Monday, 6 January 2020

Dracula: The Rules of the Beast

“I’m undead. I’m not unreasonable...”

Well, obviously, this is going to be clever, awesome and very literate indeed; it’s written by Steven Moffat and Mark Gatiss. You don’t go into a first episode from them and expect it to be rubbish- and it certainly isn’t. I’ve only seen the first episode thus far, but it’s a superlative but of telly without a doubt. Yet it wasn’t quite what I expected.

I’m not saying the structure of the story isn’t clever. I’m not saying the dialogue isn’t witty. But both, while masterfully done, are notably restrained. This isn't Sherlock, it's horror.
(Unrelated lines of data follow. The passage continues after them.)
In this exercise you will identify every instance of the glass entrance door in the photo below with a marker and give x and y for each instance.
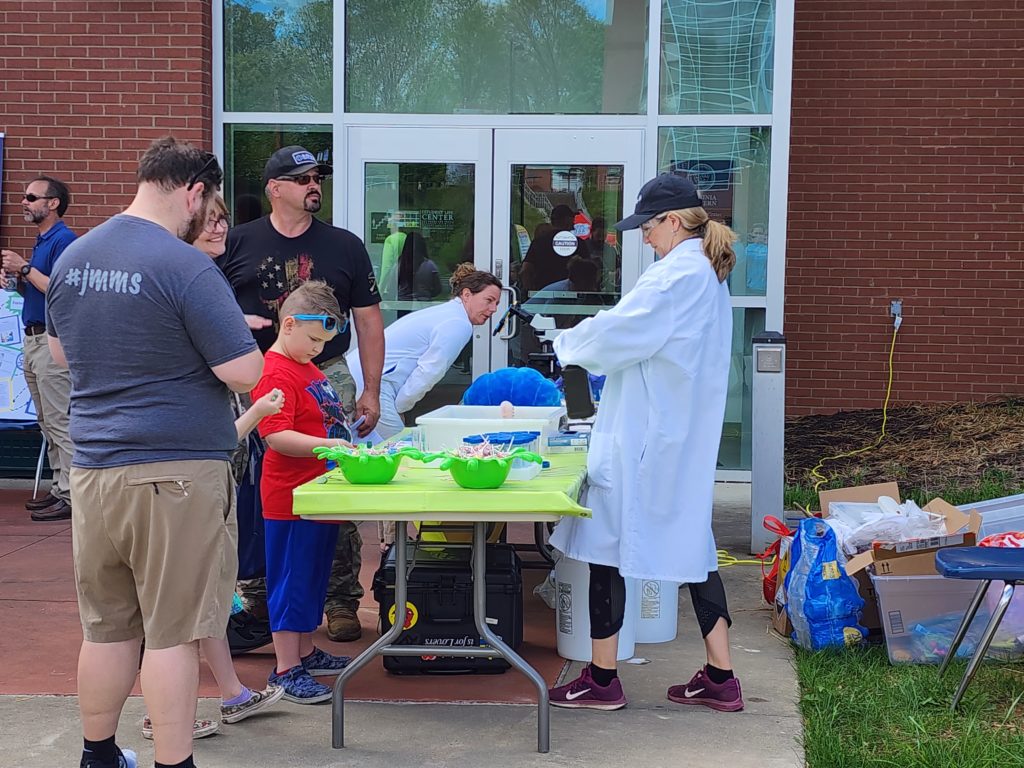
(557, 196)
(534, 207)
(420, 199)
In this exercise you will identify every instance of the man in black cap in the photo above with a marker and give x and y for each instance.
(265, 260)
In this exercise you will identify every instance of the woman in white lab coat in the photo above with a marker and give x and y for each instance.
(666, 350)
(420, 347)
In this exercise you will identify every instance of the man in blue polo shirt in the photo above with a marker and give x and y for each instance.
(44, 204)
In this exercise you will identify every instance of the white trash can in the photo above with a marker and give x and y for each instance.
(572, 613)
(657, 614)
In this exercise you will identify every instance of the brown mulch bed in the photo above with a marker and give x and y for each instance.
(925, 444)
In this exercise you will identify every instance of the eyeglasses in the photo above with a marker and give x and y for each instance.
(329, 321)
(648, 226)
(215, 222)
(211, 162)
(304, 179)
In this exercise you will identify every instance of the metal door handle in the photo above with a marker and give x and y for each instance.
(511, 323)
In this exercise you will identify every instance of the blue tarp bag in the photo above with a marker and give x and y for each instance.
(520, 386)
(821, 598)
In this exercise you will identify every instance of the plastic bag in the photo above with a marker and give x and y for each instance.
(858, 525)
(821, 599)
(778, 554)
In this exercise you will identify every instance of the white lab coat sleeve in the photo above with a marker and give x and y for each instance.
(446, 340)
(632, 331)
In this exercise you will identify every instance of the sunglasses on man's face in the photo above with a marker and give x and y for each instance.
(329, 322)
(304, 179)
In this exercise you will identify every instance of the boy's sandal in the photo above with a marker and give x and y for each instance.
(201, 728)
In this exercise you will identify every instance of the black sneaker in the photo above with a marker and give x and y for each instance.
(246, 632)
(126, 759)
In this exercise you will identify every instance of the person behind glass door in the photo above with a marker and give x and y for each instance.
(666, 349)
(420, 347)
(543, 265)
(418, 276)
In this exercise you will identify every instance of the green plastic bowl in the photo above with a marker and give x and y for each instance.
(369, 470)
(480, 474)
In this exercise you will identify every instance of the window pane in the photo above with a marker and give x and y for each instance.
(730, 166)
(496, 56)
(278, 55)
(734, 452)
(418, 228)
(717, 56)
(247, 147)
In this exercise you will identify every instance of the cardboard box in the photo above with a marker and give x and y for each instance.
(918, 557)
(906, 558)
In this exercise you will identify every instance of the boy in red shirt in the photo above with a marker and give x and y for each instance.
(299, 552)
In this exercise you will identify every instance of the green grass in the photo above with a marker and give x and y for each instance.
(860, 711)
(992, 484)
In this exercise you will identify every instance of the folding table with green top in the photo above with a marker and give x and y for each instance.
(419, 493)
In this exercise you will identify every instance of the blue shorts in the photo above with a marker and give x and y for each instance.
(299, 554)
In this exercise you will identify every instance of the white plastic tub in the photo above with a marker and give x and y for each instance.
(445, 427)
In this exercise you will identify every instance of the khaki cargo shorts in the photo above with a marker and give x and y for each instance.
(155, 549)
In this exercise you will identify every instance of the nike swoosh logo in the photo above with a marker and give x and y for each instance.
(571, 696)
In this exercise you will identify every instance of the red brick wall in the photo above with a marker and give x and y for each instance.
(905, 182)
(88, 84)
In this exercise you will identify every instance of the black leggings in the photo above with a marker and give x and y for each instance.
(607, 601)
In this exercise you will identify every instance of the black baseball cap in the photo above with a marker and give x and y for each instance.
(666, 193)
(293, 161)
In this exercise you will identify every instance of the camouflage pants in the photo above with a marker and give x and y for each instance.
(344, 590)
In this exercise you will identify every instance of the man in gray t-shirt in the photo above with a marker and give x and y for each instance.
(154, 341)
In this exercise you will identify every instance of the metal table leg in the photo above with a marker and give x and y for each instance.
(400, 589)
(488, 637)
(498, 647)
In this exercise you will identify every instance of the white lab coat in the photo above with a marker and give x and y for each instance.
(419, 348)
(666, 350)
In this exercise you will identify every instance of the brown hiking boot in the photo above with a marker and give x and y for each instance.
(343, 625)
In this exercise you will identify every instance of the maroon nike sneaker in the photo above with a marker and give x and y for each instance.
(700, 690)
(584, 693)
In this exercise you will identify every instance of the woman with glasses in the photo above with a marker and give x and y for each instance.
(666, 350)
(420, 347)
(213, 242)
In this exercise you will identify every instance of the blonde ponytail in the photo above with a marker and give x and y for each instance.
(718, 240)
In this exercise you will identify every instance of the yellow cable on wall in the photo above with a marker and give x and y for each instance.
(885, 419)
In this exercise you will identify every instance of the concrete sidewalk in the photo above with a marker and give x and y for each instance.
(43, 731)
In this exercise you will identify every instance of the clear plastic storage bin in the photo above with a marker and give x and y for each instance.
(445, 427)
(920, 615)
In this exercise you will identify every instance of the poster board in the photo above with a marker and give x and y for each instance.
(15, 400)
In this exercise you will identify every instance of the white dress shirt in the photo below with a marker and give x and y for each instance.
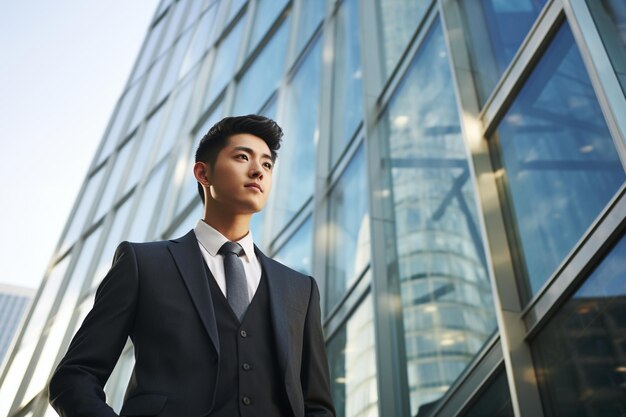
(210, 242)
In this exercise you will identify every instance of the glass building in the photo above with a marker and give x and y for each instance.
(452, 174)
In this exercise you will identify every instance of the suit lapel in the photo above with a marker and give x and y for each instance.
(190, 263)
(277, 285)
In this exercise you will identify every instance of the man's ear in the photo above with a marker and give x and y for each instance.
(202, 172)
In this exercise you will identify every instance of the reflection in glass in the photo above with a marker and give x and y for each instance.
(580, 356)
(309, 18)
(610, 18)
(348, 245)
(446, 297)
(177, 121)
(54, 345)
(202, 38)
(148, 89)
(297, 251)
(115, 237)
(114, 178)
(400, 19)
(173, 67)
(352, 359)
(86, 202)
(496, 29)
(188, 183)
(295, 174)
(560, 162)
(347, 89)
(224, 65)
(17, 367)
(264, 75)
(113, 135)
(148, 207)
(265, 14)
(494, 400)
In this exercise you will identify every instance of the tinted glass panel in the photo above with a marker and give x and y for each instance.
(225, 61)
(496, 28)
(560, 162)
(445, 291)
(348, 245)
(263, 76)
(352, 361)
(580, 355)
(400, 19)
(347, 89)
(311, 15)
(294, 178)
(610, 18)
(494, 401)
(297, 251)
(265, 15)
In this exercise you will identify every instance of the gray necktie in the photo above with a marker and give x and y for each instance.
(236, 284)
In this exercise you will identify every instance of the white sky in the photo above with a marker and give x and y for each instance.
(63, 64)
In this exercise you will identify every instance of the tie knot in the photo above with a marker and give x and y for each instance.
(231, 247)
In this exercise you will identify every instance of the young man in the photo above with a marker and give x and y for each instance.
(218, 328)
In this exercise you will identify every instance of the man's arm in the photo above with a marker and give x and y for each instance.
(314, 375)
(76, 388)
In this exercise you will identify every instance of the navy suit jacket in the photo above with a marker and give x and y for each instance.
(158, 295)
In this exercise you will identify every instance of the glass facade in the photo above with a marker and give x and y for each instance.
(452, 175)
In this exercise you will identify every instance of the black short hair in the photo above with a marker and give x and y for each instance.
(217, 137)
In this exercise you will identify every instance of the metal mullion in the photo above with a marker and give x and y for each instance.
(500, 260)
(608, 89)
(521, 65)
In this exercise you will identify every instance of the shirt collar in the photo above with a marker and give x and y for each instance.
(212, 240)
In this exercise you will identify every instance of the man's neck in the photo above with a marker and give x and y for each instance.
(233, 227)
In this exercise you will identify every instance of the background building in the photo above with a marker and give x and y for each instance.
(452, 174)
(13, 303)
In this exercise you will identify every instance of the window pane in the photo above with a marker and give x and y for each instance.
(202, 38)
(263, 76)
(173, 66)
(114, 178)
(496, 30)
(295, 173)
(347, 90)
(311, 15)
(444, 286)
(560, 161)
(348, 245)
(150, 198)
(147, 92)
(189, 190)
(352, 359)
(142, 155)
(296, 252)
(86, 202)
(494, 401)
(265, 15)
(54, 343)
(400, 19)
(610, 18)
(581, 354)
(225, 61)
(116, 234)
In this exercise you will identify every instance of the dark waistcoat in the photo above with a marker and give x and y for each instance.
(249, 382)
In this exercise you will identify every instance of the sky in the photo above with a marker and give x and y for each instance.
(63, 66)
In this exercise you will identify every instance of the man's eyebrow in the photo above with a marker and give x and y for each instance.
(250, 151)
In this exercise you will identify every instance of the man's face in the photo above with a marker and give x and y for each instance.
(241, 179)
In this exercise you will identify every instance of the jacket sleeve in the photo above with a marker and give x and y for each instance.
(76, 387)
(314, 374)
It's jump scares, horrific concepts (Here, some people just randomly become undead when they die, some become vampires, and only a select few retain their sentience after a while. Most just scratch at their coffins. And this is a secret known to gravediggers around the world. Shiver.) at a Dracula, in Claes Bang, who may very possibility be the very best screen Count ever. And yes: I'm saying this in a world where Christopher Lee once walked, and realise what I'm saying. Bang is that good.
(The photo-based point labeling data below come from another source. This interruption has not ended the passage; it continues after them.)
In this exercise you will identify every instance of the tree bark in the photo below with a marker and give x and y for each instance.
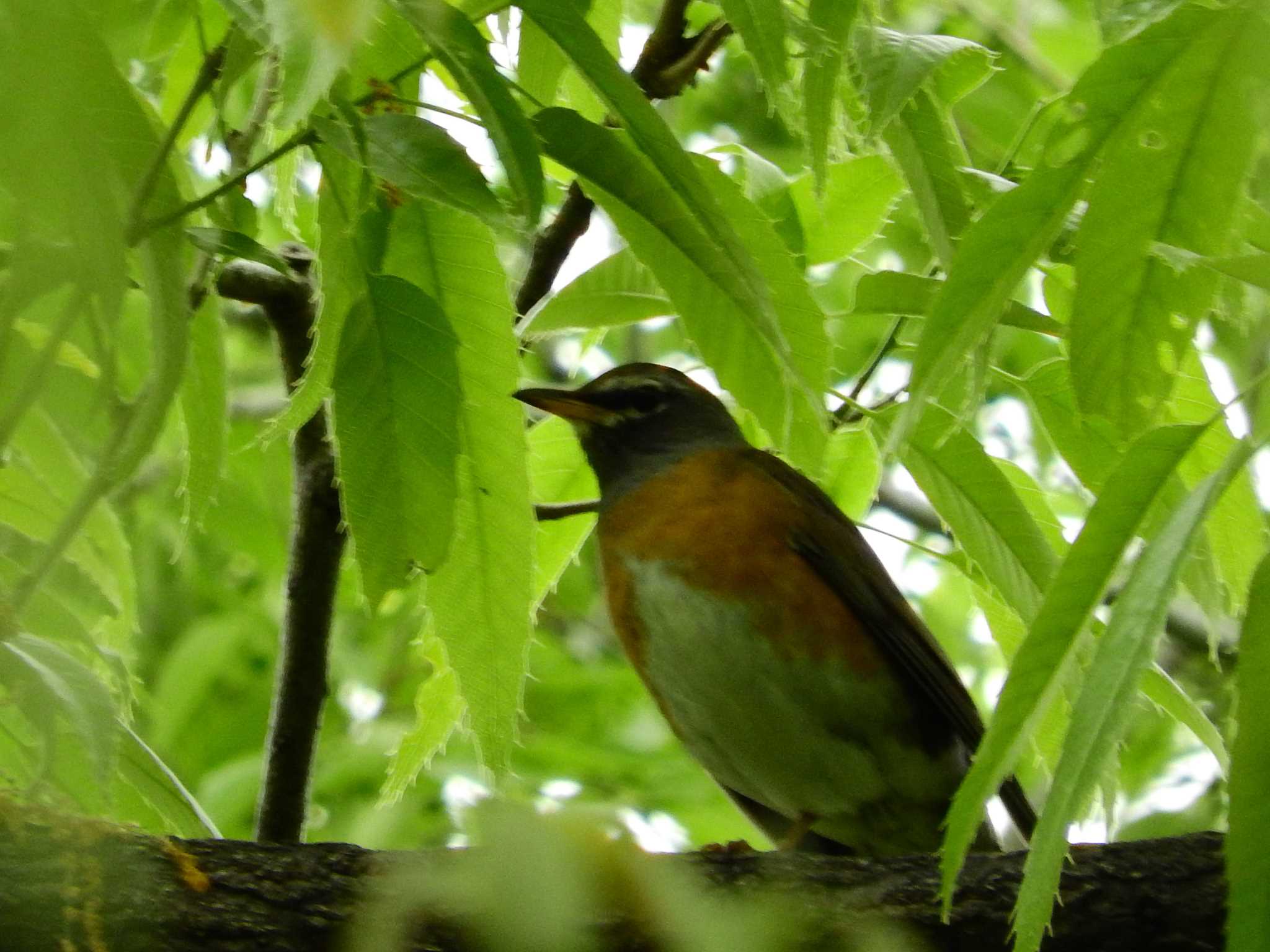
(86, 885)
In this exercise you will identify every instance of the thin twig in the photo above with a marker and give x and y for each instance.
(553, 247)
(431, 107)
(1018, 43)
(549, 512)
(300, 139)
(851, 403)
(667, 64)
(207, 75)
(316, 546)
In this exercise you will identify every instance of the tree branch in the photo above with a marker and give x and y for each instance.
(316, 545)
(95, 886)
(668, 63)
(208, 73)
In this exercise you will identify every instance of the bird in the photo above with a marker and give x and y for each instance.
(768, 631)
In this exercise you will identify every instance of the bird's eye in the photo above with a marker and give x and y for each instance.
(646, 400)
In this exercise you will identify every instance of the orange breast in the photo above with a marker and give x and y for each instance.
(724, 526)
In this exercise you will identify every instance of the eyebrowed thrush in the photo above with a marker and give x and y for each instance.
(765, 627)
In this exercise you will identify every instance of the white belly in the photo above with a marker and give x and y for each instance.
(794, 734)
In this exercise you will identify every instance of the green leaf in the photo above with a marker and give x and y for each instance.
(438, 708)
(619, 289)
(313, 48)
(853, 470)
(206, 414)
(398, 399)
(464, 52)
(991, 259)
(761, 25)
(1160, 689)
(901, 293)
(1089, 443)
(81, 196)
(539, 63)
(1248, 861)
(602, 157)
(776, 369)
(1100, 714)
(234, 244)
(987, 517)
(859, 196)
(249, 15)
(425, 162)
(998, 249)
(894, 66)
(1042, 663)
(154, 782)
(929, 152)
(558, 474)
(481, 597)
(38, 487)
(1236, 527)
(652, 136)
(1251, 270)
(64, 687)
(1171, 173)
(68, 355)
(831, 23)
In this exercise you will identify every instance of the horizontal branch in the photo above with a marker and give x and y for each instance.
(89, 885)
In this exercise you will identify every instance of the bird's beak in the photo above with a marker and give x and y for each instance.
(567, 404)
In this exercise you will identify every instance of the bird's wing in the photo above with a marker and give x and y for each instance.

John Hefferman is ideal as Jonathan Harker, too, but the other standout performance is from Dolly Wells as the drily witty Sister Agatha- the hero, I suspect, of the series; her surname at least gives strong indications. She is, I suppose, our Peter Cushing- a deliciously quotable nun who has, perhaps, lost her faith but who is determined to understand, and combat, the undead.

It's 1897- the year Bram Stoker's novel was written, although not when it was set. The action is split between Transylvania and Budapest, both still part of a Habsburg Hungary. This is literally a tale of the Gothic- Dracula is an ancient horror from an old, labyrinthine castle in the wild east of Austria-Hungary, planning to move to the more "modern" England to kill, feast and be replete.  The episode is, I think, set up for this- an origin story of sorts, loosely following the early parts of the novel.
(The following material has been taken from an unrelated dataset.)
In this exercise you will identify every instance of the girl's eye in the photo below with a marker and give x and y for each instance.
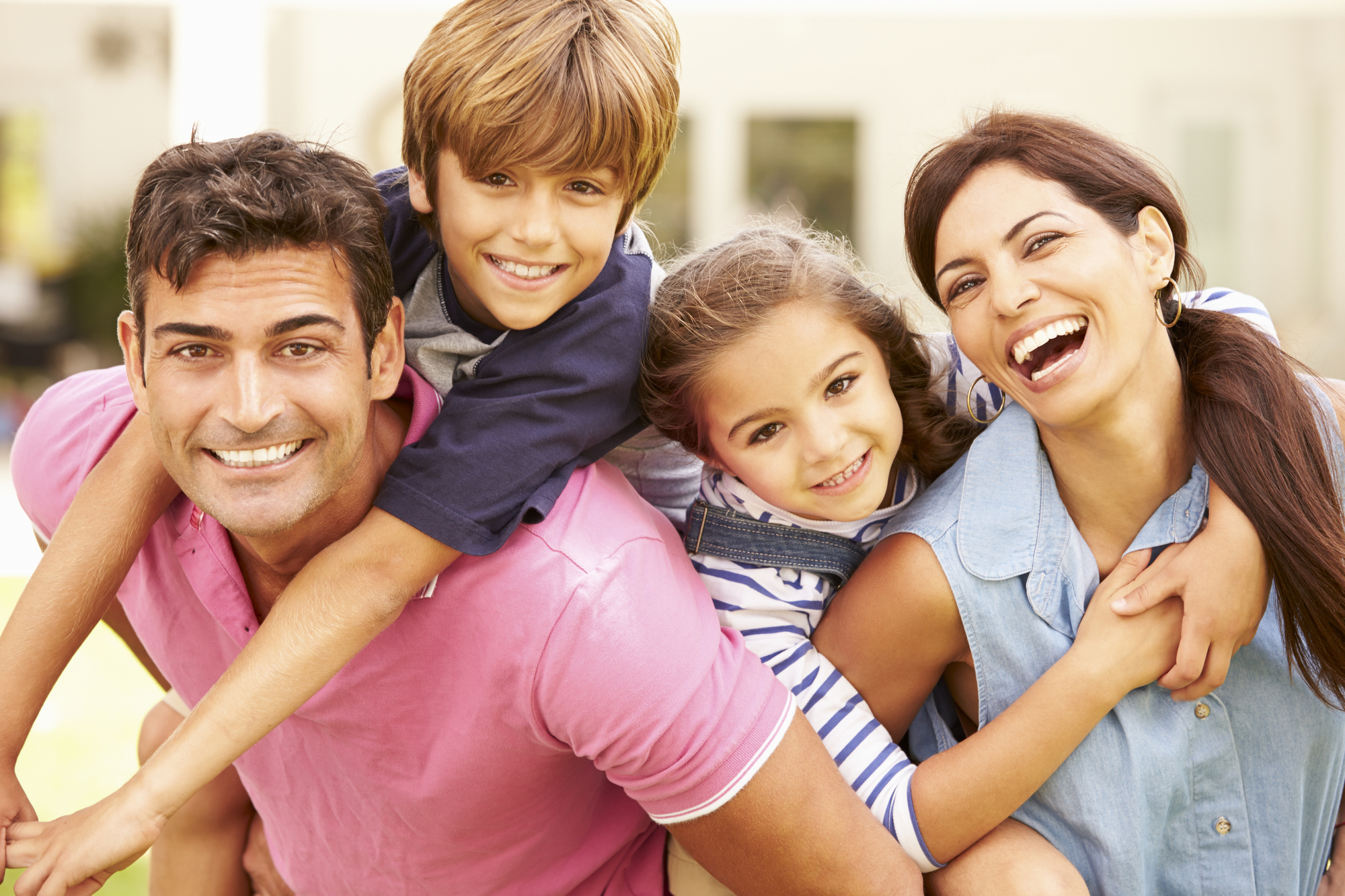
(765, 434)
(1042, 240)
(840, 386)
The plot begins with nods to past iterations- the scene where Harker and Dracula meet is very Bela Lugosi, right down to the "I never drink... wine". But we soon depart from this to a narrative with twists and turns which satisfyingly surprise us without ever becoming overly labyrinthine; we shall leave that to the castle's architecture. We have suspense, scares and just one little Doctor Who in-joke; we are introduced to our new Count and his world, and is good. Mrs Llamastrangler and I are hooked.

That cliffhanger, though....I don't care about Mina, but please let Sister Agatha live.